WHAT IS IT?
-----------
     This program simulates the behavior of gas molecules in
a box.  It was one of the original CM StarLogo applications
(under the name GPCEE) and is now ported to mac StarLogo as
part of the Connected Mathematics Modeling Project. This is
a preliminary version. The final version will come out with
a set of "kinetic molecular kits" that are under development
as part of the project.
     Molecules are modeled as single particles with mass 
and velocity. Collisions with the box and between molecules 
are elastic. Particles are colored according to speed -- blue
for slow, green for medium, and red for high speeds.

HOW TO USE IT
-------------
     Because of the number of variables used in this
simulation you must open the starlogo.patch file and
increase the turtle length from 256 to 384 and the stack
size from 28 to 40.
     To start set the number of molecules by setting the
"number" slider, the initial speed by setting the "intvelc"
slider, set the initial mass of all particles by setting
the "intmass" slider, and set ths size of the box as a
percentage of the size of the StarLogo window with the
"boxsize" slider.  Using high initial velocity may cause
problems with "energy" overflowing the 32k Starlogo variable
limit.  The "setup" button will create the molecules all
with the same speed and mass. The go button will run the 
simulation. 
     As the simulation runs you can histogram the velocity
of the molecules or the energy of the molecules in the plot
window.  The plotfrq slider determines how many clock ticks
will seperate each update of the histogram and the histgrm
slider determines how many bins the histogram function will
use.  You can also plot the number of molecules of each
color or the total energy of the system as line graphs in
plot window.    

RUNNING the MODEL
-----------------

        THINGS TO NOTICE
        ----------------

        What is happening to the molecule colors?

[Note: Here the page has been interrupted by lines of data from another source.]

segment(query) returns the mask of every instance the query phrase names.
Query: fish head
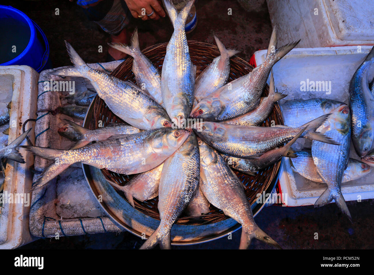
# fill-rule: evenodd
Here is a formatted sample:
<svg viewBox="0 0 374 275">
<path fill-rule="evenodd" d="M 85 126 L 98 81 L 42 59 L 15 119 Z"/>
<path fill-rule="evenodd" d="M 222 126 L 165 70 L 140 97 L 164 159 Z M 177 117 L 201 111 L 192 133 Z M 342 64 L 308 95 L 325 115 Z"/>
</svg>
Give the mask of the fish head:
<svg viewBox="0 0 374 275">
<path fill-rule="evenodd" d="M 215 150 L 201 140 L 197 142 L 200 152 L 200 165 L 205 167 L 217 162 L 218 156 Z"/>
<path fill-rule="evenodd" d="M 353 180 L 361 178 L 371 171 L 371 167 L 369 164 L 351 159 L 348 166 L 344 171 L 344 174 L 351 180 Z"/>
<path fill-rule="evenodd" d="M 192 128 L 198 135 L 209 143 L 224 140 L 227 135 L 226 126 L 223 123 L 203 121 L 194 123 Z"/>
<path fill-rule="evenodd" d="M 189 135 L 188 131 L 181 129 L 157 132 L 152 140 L 152 148 L 156 153 L 171 155 L 181 146 Z"/>
<path fill-rule="evenodd" d="M 195 106 L 190 116 L 194 118 L 201 118 L 215 120 L 223 109 L 222 102 L 217 97 L 208 97 L 202 100 Z"/>
<path fill-rule="evenodd" d="M 144 119 L 151 129 L 170 127 L 172 125 L 166 111 L 162 108 L 150 109 L 144 114 Z"/>
<path fill-rule="evenodd" d="M 190 110 L 188 100 L 182 95 L 174 97 L 168 108 L 169 115 L 174 125 L 178 128 L 184 128 L 188 118 L 188 111 Z"/>
<path fill-rule="evenodd" d="M 361 159 L 361 161 L 366 164 L 374 167 L 374 150 L 371 150 Z"/>
</svg>

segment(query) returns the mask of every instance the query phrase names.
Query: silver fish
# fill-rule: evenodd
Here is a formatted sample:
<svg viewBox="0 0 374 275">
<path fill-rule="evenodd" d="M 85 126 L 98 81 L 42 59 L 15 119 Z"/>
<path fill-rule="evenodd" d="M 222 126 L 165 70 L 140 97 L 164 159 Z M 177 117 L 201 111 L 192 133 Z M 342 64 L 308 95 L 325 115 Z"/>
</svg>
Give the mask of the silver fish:
<svg viewBox="0 0 374 275">
<path fill-rule="evenodd" d="M 164 107 L 161 96 L 161 76 L 160 71 L 140 51 L 135 28 L 131 37 L 130 46 L 120 43 L 108 43 L 111 47 L 134 58 L 132 72 L 135 75 L 137 85 L 142 91 L 157 103 Z"/>
<path fill-rule="evenodd" d="M 257 126 L 263 123 L 269 117 L 273 111 L 273 108 L 275 103 L 286 96 L 287 95 L 279 93 L 276 90 L 274 86 L 274 78 L 272 71 L 270 77 L 269 95 L 266 97 L 261 98 L 258 106 L 252 110 L 241 116 L 223 122 L 229 124 L 242 125 L 244 126 Z M 298 125 L 300 125 L 300 124 L 301 123 Z"/>
<path fill-rule="evenodd" d="M 183 128 L 194 98 L 196 67 L 190 57 L 184 25 L 195 1 L 186 0 L 179 13 L 170 0 L 163 1 L 174 32 L 166 47 L 161 72 L 162 101 L 172 121 Z"/>
<path fill-rule="evenodd" d="M 164 163 L 159 186 L 161 221 L 141 249 L 151 248 L 157 244 L 162 249 L 170 248 L 171 227 L 187 207 L 199 184 L 200 161 L 196 136 L 191 133 Z"/>
<path fill-rule="evenodd" d="M 356 153 L 363 158 L 374 140 L 374 97 L 369 89 L 368 72 L 374 62 L 374 47 L 355 73 L 349 84 L 352 114 L 352 141 Z"/>
<path fill-rule="evenodd" d="M 196 103 L 227 83 L 230 73 L 230 58 L 240 52 L 226 49 L 215 35 L 214 36 L 221 55 L 214 58 L 195 80 Z"/>
<path fill-rule="evenodd" d="M 88 107 L 85 106 L 67 105 L 58 107 L 57 110 L 61 113 L 72 117 L 79 119 L 84 119 Z"/>
<path fill-rule="evenodd" d="M 250 111 L 262 94 L 273 65 L 299 41 L 271 51 L 264 62 L 248 74 L 228 83 L 202 100 L 193 109 L 191 117 L 220 121 Z"/>
<path fill-rule="evenodd" d="M 46 168 L 37 184 L 33 187 L 35 190 L 76 162 L 128 175 L 148 171 L 171 156 L 188 135 L 188 131 L 184 129 L 161 128 L 123 135 L 71 150 L 23 147 L 37 156 L 55 161 Z"/>
<path fill-rule="evenodd" d="M 70 149 L 83 147 L 92 141 L 101 141 L 110 138 L 113 138 L 123 135 L 139 133 L 141 131 L 127 123 L 113 123 L 105 127 L 89 130 L 70 120 L 64 120 L 80 137 L 77 143 Z"/>
<path fill-rule="evenodd" d="M 90 68 L 71 46 L 65 43 L 74 66 L 55 70 L 51 74 L 88 79 L 110 110 L 134 127 L 150 130 L 171 126 L 166 111 L 136 85 Z"/>
<path fill-rule="evenodd" d="M 207 121 L 195 123 L 193 128 L 202 139 L 215 149 L 234 156 L 246 158 L 283 144 L 306 127 L 301 137 L 336 144 L 334 141 L 316 131 L 329 115 L 324 115 L 297 128 L 242 126 Z"/>
<path fill-rule="evenodd" d="M 313 161 L 312 152 L 310 150 L 296 152 L 297 158 L 291 160 L 292 170 L 304 178 L 316 182 L 324 182 L 324 180 L 317 172 L 317 167 Z M 371 171 L 369 165 L 350 158 L 347 168 L 344 170 L 342 183 L 359 178 L 368 174 Z"/>
<path fill-rule="evenodd" d="M 159 195 L 159 185 L 163 166 L 162 163 L 149 171 L 135 175 L 123 186 L 111 181 L 109 182 L 125 193 L 129 202 L 135 207 L 134 198 L 140 201 L 144 201 Z"/>
<path fill-rule="evenodd" d="M 290 100 L 280 106 L 284 125 L 297 127 L 323 114 L 344 108 L 343 102 L 324 98 Z"/>
<path fill-rule="evenodd" d="M 9 122 L 9 109 L 7 107 L 7 103 L 0 102 L 0 125 Z"/>
<path fill-rule="evenodd" d="M 200 177 L 199 185 L 202 184 L 201 183 L 203 180 Z M 201 216 L 203 214 L 205 214 L 210 211 L 209 206 L 210 203 L 208 201 L 205 196 L 203 193 L 203 191 L 200 186 L 198 187 L 196 189 L 196 193 L 194 195 L 192 198 L 187 206 L 186 209 L 186 214 L 188 216 L 197 217 Z"/>
<path fill-rule="evenodd" d="M 232 168 L 248 175 L 273 165 L 282 157 L 296 158 L 295 151 L 291 146 L 296 141 L 306 129 L 305 127 L 284 146 L 273 149 L 264 153 L 258 158 L 242 159 L 227 154 L 221 154 L 229 165 Z"/>
<path fill-rule="evenodd" d="M 341 186 L 349 155 L 350 144 L 350 116 L 347 105 L 335 111 L 317 131 L 340 145 L 337 146 L 313 141 L 312 155 L 317 171 L 327 184 L 327 189 L 314 204 L 315 207 L 325 205 L 332 200 L 341 211 L 352 221 L 349 210 L 341 193 Z"/>
<path fill-rule="evenodd" d="M 254 238 L 280 248 L 256 224 L 243 184 L 223 158 L 202 141 L 199 144 L 200 174 L 203 179 L 201 190 L 212 204 L 242 224 L 239 248 L 247 248 Z"/>
<path fill-rule="evenodd" d="M 16 138 L 9 144 L 7 146 L 0 149 L 0 159 L 8 159 L 20 163 L 25 163 L 22 155 L 16 148 L 26 138 L 32 128 L 30 128 L 24 133 Z"/>
</svg>

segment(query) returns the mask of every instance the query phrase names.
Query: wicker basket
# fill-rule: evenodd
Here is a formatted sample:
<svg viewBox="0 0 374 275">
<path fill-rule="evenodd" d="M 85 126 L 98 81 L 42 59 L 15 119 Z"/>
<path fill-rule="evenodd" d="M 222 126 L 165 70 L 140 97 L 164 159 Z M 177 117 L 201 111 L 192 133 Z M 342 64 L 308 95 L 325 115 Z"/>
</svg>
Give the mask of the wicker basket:
<svg viewBox="0 0 374 275">
<path fill-rule="evenodd" d="M 212 62 L 214 58 L 220 55 L 220 52 L 216 46 L 211 44 L 193 41 L 189 41 L 188 43 L 191 60 L 197 67 L 196 76 L 197 76 Z M 167 44 L 167 43 L 157 44 L 142 51 L 160 71 L 162 68 Z M 129 80 L 136 83 L 135 76 L 131 70 L 132 60 L 132 58 L 128 58 L 111 74 L 120 79 Z M 251 65 L 242 59 L 236 56 L 233 57 L 231 59 L 231 70 L 229 81 L 232 81 L 247 74 L 253 68 Z M 268 93 L 269 86 L 267 85 L 264 95 L 267 95 Z M 94 104 L 94 119 L 91 120 L 89 124 L 89 129 L 93 129 L 97 128 L 99 120 L 105 122 L 105 125 L 107 122 L 123 122 L 109 110 L 104 100 L 101 98 L 96 98 Z M 283 124 L 280 109 L 277 104 L 275 105 L 269 117 L 261 126 L 270 126 L 272 120 L 274 120 L 276 124 Z M 251 205 L 255 203 L 257 198 L 256 194 L 262 193 L 263 191 L 267 190 L 272 182 L 274 182 L 275 178 L 278 176 L 280 166 L 280 161 L 279 161 L 274 165 L 259 171 L 254 176 L 236 172 L 238 177 L 245 185 L 245 194 Z M 121 186 L 125 184 L 133 176 L 133 175 L 119 174 L 105 169 L 101 171 L 107 178 Z M 124 195 L 123 196 L 125 198 Z M 145 215 L 159 220 L 159 214 L 157 208 L 158 202 L 158 197 L 143 202 L 134 200 L 136 209 Z M 222 211 L 213 206 L 211 206 L 211 210 L 208 214 L 198 218 L 188 217 L 182 214 L 177 220 L 176 223 L 188 225 L 206 224 L 220 221 L 229 218 Z"/>
</svg>

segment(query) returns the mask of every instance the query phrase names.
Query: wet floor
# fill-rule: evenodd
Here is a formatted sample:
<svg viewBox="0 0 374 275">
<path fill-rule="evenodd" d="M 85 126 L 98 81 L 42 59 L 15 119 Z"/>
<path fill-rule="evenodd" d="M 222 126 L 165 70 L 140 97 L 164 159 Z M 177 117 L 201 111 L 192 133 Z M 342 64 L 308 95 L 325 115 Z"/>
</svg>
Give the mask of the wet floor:
<svg viewBox="0 0 374 275">
<path fill-rule="evenodd" d="M 87 63 L 105 62 L 108 36 L 94 22 L 88 20 L 73 2 L 49 0 L 23 1 L 3 0 L 2 4 L 12 6 L 26 13 L 43 30 L 49 43 L 50 58 L 53 67 L 70 65 L 70 59 L 63 42 L 70 42 Z M 266 4 L 264 4 L 266 5 Z M 256 51 L 266 49 L 271 33 L 267 9 L 260 12 L 246 12 L 233 0 L 199 0 L 196 4 L 197 25 L 187 34 L 189 40 L 214 43 L 213 31 L 227 47 L 241 50 L 237 55 L 249 61 Z M 232 15 L 228 15 L 231 8 Z M 55 15 L 58 9 L 59 15 Z M 172 32 L 169 19 L 159 21 L 134 19 L 129 28 L 137 26 L 141 49 L 167 42 Z M 102 46 L 102 53 L 98 47 Z M 312 206 L 265 207 L 255 220 L 265 232 L 284 248 L 374 248 L 374 200 L 347 203 L 353 220 L 351 223 L 343 216 L 334 204 L 315 209 Z M 205 244 L 175 247 L 186 248 L 237 248 L 241 230 L 227 238 Z M 316 233 L 318 239 L 316 239 Z M 130 233 L 93 234 L 89 235 L 40 239 L 24 248 L 132 248 L 144 242 Z M 254 241 L 251 248 L 269 247 Z"/>
</svg>

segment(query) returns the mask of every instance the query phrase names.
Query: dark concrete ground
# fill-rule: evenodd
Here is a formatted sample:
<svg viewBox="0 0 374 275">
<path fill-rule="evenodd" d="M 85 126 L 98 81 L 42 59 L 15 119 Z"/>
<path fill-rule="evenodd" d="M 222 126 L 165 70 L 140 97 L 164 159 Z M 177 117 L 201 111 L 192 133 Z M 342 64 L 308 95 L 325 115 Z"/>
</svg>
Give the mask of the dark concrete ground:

        Why are there more blue molecules than red ones?

        The molecule histograms quickly converge on the 
	classic Maxwell-Boltzman distrbution. What's special 
	about this curve?


        THINGS TO TRY
        -------------

        * Set all the molecules in the center of the box - 
	what happens?

        * Create two different gases, by setting half the 
	particles to a different mass. What happens to the 
	heavier molecules?

        * What do you notice about the histogram of speeds? 
	Are there other interesting quantities to histogram?


EXTENDING THE MODEL
-------------------

How can you measure pressure in the box?

What would happen if you introduced a piston into the box,
that compressed and released the gas?

What happens if the collisions are non-elastic?

What happens if you introduce heat and/or cold plates?

How does the 2-D model differ from the 3-D model?

What happens if the molecules are modeled as diatomic? 
multi-atomic?

STARLOGO FEATURES
-----------------

Notice the use of the plot window to do histograms. 
Histograms can also be implemented using the StarLogo window.

Collisions are detected by the turtles. What happens if we 
let the patches detect them?